Aprovecho para decir (no a ti, sé que no depende de ti) que entiendo que debe haber un criterio para la participación porque sino sería caótico, pero el criterio de la antigüedad es bastante horrible a mi entender.


----------



## zebedee

Vaya, es verdad. Lo siento. 

Como llevas poco tiempo en los foros (¡bienvenido/a, por cierto!) a lo mejor no sabes el por qué de ese criterio que hemos impuesto.

Antes estaba el foro Cultural Discussions, el cual llevo moderando desde el 2004 cuando abrió. En un principio era un foro interesante a la par que divertido, un lugar donde los foreros de los otros foros de idiomas podíamos charlar amigablemente sobre diversos temas. Lamentablemente, tuvimos que cerrarlo porque una minoría se empeñó en abusar de él.
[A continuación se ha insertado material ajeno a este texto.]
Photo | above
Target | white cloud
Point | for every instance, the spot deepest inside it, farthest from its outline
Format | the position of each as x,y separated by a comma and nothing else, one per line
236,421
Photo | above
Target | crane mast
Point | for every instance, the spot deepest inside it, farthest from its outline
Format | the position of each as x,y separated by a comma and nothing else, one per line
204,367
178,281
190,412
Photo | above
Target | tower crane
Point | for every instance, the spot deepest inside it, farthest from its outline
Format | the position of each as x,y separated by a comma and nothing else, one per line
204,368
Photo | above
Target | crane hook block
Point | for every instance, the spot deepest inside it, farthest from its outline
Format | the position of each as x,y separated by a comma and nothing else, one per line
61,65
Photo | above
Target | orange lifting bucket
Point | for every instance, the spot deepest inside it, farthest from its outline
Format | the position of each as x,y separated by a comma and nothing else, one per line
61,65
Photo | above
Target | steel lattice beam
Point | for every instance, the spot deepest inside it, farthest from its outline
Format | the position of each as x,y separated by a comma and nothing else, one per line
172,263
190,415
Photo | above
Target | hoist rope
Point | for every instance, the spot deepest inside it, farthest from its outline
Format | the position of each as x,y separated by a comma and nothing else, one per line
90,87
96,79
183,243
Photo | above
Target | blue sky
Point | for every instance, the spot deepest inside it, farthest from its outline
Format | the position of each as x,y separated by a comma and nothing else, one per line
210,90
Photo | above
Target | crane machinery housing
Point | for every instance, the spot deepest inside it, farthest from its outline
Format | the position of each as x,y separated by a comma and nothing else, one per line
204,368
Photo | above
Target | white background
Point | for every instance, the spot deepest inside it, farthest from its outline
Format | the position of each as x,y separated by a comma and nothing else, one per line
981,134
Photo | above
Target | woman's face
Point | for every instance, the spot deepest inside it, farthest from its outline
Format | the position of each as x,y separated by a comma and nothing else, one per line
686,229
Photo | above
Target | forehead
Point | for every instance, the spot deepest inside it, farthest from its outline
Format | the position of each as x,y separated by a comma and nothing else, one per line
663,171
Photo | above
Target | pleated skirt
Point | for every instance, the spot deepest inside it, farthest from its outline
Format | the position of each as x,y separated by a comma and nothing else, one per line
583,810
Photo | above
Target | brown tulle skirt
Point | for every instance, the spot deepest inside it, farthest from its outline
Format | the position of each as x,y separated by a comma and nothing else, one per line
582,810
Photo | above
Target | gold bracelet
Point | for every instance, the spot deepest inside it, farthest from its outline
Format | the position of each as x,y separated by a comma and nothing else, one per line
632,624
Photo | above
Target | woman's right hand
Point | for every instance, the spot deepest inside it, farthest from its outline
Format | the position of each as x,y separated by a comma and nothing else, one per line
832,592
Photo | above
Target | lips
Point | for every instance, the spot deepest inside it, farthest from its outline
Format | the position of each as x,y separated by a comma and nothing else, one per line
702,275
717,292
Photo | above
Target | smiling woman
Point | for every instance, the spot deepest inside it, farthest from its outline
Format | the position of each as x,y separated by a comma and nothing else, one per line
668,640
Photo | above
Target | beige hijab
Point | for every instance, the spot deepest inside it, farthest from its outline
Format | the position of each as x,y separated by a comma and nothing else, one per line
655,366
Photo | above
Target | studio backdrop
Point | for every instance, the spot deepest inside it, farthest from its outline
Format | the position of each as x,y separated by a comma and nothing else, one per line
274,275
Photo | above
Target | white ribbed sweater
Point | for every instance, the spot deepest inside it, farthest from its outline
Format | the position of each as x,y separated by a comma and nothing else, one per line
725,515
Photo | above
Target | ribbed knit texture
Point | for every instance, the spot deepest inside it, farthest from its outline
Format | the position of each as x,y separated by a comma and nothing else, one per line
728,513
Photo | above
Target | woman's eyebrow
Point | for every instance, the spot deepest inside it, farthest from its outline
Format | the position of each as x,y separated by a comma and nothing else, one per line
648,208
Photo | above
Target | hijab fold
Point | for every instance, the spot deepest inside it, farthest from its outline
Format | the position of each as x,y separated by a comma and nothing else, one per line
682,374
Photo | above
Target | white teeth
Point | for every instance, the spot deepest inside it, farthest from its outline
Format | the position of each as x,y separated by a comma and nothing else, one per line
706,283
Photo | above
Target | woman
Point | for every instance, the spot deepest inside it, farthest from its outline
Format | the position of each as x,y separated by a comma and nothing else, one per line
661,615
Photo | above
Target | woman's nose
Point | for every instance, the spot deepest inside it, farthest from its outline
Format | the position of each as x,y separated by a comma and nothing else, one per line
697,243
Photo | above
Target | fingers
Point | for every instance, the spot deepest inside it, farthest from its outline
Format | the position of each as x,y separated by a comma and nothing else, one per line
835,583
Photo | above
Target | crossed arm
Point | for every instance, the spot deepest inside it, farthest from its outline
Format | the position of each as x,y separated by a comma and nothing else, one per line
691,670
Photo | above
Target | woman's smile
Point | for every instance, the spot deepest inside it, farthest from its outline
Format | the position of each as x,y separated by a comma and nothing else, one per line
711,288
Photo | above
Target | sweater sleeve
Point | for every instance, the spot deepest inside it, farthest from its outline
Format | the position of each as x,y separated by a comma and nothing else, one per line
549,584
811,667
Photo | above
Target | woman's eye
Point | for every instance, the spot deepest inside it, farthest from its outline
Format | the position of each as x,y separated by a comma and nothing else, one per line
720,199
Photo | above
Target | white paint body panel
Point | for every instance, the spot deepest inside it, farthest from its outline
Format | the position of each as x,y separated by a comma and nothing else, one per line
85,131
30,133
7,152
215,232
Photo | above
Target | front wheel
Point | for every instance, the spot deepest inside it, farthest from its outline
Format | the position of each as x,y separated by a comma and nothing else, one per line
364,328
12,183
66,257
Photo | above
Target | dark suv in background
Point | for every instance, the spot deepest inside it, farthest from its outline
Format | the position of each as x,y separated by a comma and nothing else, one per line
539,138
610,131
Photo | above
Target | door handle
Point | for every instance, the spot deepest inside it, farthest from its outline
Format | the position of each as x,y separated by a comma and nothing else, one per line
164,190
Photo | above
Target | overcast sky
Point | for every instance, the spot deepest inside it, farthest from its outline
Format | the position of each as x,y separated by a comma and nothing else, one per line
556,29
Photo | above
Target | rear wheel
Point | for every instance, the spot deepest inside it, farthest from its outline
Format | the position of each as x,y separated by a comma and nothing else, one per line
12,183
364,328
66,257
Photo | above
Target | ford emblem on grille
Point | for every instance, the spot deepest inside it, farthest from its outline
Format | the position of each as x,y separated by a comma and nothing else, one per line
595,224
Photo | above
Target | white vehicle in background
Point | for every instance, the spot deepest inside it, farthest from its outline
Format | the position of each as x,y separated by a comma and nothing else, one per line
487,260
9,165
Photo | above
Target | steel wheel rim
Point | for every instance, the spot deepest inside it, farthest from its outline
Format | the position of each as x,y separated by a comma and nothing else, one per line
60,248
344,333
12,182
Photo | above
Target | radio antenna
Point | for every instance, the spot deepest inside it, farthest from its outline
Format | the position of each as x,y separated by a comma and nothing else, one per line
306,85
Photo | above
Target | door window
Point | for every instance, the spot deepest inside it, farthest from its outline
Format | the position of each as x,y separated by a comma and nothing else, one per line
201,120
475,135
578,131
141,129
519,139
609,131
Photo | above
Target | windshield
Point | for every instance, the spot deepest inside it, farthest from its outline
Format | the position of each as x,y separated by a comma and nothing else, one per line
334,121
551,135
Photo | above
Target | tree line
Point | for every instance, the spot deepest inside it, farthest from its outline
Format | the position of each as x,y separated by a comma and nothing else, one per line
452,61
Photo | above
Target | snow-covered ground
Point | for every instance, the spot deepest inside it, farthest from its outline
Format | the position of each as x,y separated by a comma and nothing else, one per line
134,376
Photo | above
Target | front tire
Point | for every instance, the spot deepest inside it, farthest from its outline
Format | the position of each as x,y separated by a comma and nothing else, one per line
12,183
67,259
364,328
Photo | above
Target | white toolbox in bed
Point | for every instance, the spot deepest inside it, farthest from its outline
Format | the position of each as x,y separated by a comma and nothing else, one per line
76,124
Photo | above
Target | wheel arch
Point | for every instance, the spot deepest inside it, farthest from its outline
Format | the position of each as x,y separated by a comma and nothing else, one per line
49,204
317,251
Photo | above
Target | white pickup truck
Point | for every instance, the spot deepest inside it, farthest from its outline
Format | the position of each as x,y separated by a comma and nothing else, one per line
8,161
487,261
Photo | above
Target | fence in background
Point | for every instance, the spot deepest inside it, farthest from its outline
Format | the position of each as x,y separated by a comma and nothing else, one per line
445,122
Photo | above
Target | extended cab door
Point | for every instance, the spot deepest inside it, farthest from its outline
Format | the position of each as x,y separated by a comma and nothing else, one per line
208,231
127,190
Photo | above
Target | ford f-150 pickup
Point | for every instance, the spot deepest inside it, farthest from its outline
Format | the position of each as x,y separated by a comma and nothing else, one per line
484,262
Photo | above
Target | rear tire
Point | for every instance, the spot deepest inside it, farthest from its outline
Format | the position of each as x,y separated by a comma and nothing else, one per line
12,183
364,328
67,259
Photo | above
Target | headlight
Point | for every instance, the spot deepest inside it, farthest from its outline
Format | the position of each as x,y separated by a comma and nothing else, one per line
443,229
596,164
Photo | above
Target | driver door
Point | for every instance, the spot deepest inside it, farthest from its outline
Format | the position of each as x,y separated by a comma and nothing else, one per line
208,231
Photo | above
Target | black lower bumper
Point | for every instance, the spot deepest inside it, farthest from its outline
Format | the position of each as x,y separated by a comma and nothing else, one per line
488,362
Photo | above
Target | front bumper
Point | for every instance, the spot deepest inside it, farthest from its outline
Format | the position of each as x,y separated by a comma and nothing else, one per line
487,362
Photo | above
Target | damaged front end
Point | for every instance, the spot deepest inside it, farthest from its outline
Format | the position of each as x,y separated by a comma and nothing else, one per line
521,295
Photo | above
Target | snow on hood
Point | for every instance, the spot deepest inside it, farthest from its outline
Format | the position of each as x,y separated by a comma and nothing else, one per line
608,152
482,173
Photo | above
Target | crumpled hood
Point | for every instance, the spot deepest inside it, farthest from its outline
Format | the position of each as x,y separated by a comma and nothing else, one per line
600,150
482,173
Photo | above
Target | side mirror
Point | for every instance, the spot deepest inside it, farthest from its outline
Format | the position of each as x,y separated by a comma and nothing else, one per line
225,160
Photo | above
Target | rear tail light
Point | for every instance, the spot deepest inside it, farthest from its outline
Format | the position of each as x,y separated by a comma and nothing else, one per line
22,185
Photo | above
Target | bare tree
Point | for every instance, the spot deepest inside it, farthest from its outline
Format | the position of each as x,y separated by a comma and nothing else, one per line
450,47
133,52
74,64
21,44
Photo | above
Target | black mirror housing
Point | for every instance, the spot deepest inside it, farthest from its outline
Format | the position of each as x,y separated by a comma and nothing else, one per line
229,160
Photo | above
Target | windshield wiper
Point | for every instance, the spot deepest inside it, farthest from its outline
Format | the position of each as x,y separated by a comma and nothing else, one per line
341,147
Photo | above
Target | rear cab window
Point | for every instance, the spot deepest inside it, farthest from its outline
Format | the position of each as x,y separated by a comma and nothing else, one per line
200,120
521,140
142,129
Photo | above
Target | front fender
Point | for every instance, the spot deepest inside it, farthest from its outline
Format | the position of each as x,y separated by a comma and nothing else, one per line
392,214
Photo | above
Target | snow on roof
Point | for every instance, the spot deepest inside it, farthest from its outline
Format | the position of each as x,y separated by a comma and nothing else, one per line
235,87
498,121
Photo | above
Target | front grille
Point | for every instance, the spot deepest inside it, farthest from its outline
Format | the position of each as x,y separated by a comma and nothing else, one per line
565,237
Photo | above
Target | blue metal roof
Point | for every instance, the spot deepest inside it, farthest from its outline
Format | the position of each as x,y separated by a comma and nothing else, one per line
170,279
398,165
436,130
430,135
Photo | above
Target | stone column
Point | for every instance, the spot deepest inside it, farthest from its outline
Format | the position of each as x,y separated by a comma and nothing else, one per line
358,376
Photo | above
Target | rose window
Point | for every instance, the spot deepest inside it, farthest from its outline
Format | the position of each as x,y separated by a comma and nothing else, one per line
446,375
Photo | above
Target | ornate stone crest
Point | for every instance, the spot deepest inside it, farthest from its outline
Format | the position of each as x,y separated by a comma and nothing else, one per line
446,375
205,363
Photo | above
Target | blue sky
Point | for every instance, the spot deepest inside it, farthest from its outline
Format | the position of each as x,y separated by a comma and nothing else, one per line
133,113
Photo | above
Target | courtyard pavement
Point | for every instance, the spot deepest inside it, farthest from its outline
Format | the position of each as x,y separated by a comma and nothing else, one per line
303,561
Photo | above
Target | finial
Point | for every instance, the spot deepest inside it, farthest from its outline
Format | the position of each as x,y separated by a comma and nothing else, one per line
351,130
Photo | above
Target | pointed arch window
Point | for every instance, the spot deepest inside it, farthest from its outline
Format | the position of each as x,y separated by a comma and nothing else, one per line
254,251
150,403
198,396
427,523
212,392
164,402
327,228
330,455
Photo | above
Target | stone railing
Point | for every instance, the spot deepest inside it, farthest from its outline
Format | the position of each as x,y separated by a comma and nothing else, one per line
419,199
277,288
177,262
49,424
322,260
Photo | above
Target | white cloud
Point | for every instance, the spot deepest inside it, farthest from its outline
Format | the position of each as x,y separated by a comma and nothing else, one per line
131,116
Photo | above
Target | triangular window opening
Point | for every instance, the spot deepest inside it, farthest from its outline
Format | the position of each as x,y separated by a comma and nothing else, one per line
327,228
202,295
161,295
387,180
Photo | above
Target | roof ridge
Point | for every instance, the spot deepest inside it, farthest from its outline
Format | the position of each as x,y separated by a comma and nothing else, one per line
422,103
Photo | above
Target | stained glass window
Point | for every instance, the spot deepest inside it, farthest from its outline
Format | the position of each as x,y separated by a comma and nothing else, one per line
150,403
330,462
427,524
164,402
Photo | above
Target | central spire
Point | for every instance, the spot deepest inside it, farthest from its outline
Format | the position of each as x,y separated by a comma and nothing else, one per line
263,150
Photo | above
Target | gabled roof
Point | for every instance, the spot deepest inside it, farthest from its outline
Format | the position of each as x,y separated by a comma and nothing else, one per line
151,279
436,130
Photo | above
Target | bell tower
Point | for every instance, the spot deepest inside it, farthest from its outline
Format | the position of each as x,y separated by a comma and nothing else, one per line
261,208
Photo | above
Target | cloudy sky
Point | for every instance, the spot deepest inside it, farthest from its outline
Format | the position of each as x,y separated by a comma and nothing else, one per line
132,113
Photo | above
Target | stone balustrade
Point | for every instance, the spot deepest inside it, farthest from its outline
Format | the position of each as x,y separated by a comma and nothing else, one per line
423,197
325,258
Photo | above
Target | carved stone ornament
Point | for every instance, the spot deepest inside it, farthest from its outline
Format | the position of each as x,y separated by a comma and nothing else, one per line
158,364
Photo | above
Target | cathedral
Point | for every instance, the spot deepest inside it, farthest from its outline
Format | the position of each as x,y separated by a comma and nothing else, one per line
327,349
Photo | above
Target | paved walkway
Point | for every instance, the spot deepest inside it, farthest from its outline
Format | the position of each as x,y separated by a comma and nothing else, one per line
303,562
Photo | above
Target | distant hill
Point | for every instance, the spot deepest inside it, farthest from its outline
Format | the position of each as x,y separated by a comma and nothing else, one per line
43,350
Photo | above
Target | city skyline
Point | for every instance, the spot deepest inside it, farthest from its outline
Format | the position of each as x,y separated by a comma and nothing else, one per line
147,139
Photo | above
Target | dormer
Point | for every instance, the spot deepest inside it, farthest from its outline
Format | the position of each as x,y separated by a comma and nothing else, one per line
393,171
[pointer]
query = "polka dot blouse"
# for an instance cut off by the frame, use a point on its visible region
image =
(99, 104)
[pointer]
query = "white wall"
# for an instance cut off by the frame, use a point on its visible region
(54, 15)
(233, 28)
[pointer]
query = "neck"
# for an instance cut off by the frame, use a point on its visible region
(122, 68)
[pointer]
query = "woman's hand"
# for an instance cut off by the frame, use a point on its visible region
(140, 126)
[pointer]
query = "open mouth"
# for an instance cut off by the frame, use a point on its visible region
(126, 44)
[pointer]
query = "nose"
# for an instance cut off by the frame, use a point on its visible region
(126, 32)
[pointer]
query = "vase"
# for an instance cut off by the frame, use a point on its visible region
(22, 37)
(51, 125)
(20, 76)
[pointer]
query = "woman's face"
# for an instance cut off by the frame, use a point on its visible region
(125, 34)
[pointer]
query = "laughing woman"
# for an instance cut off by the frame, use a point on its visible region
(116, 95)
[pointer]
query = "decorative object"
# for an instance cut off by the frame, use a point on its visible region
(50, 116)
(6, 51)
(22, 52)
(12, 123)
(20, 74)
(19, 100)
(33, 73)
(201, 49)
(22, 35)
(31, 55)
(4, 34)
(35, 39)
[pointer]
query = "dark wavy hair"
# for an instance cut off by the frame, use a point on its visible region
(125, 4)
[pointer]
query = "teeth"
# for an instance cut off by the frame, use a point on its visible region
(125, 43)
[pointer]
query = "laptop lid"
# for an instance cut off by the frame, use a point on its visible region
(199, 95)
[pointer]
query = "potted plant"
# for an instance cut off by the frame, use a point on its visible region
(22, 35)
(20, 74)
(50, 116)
Tuvimos que moderarlo tanto que dejó de ser divertido y después dejó de ser interesante.

Así que decidimos crear el Culture Café, limitando el acceso a Senior Members con 100+ posts y 6 meses de antigüedad, para asegurarnos de que todos los foreros en el Café fueran usuarios fieles quienes supiesen mantener el espíritu de WR. 

Lamento que aún te queda tiempo para poder entrar pero estoy segura de que, cuando al fin entres, agradecerás el ambiente que hay como consecuencia de ese criterio impuesto para la participación.

Un saludo muy cordial,
zeb


----------



## Calambur

Hola, *Elisa*:
Creo que en este caso cualquier comentario es ocioso. Sólo puedo decirte que me alegra mucho saber que estás bien. 
He mandado un mensaje a los mod's pidiendo la excepción, pero por lo visto no se puede.
Te envío un abrazo virtual pero afectuoso,
Vivi

Oldy Nuts, Juan Carlos Garling, Aviador y Vampiro, por suerte ya han aparecido...


----------



## elmg

Hola Vivi

Gracias por tus saludos, aca estamos no más. Yo escribi en la otra cuestión pero no sé si salió al final. Yo estaba en Mendoza cuando el terremoto. Ayer llegue a Santiago. La verdad que es terrible. El daño mayor han sido los tsunamis y maremotos. 

Por fa avisame si saben algo de Pauli, tiene una guagua. 
Un abrazo, Elisa.


----------



## k-in-sc

Glad you're OK, Elisa!!!


----------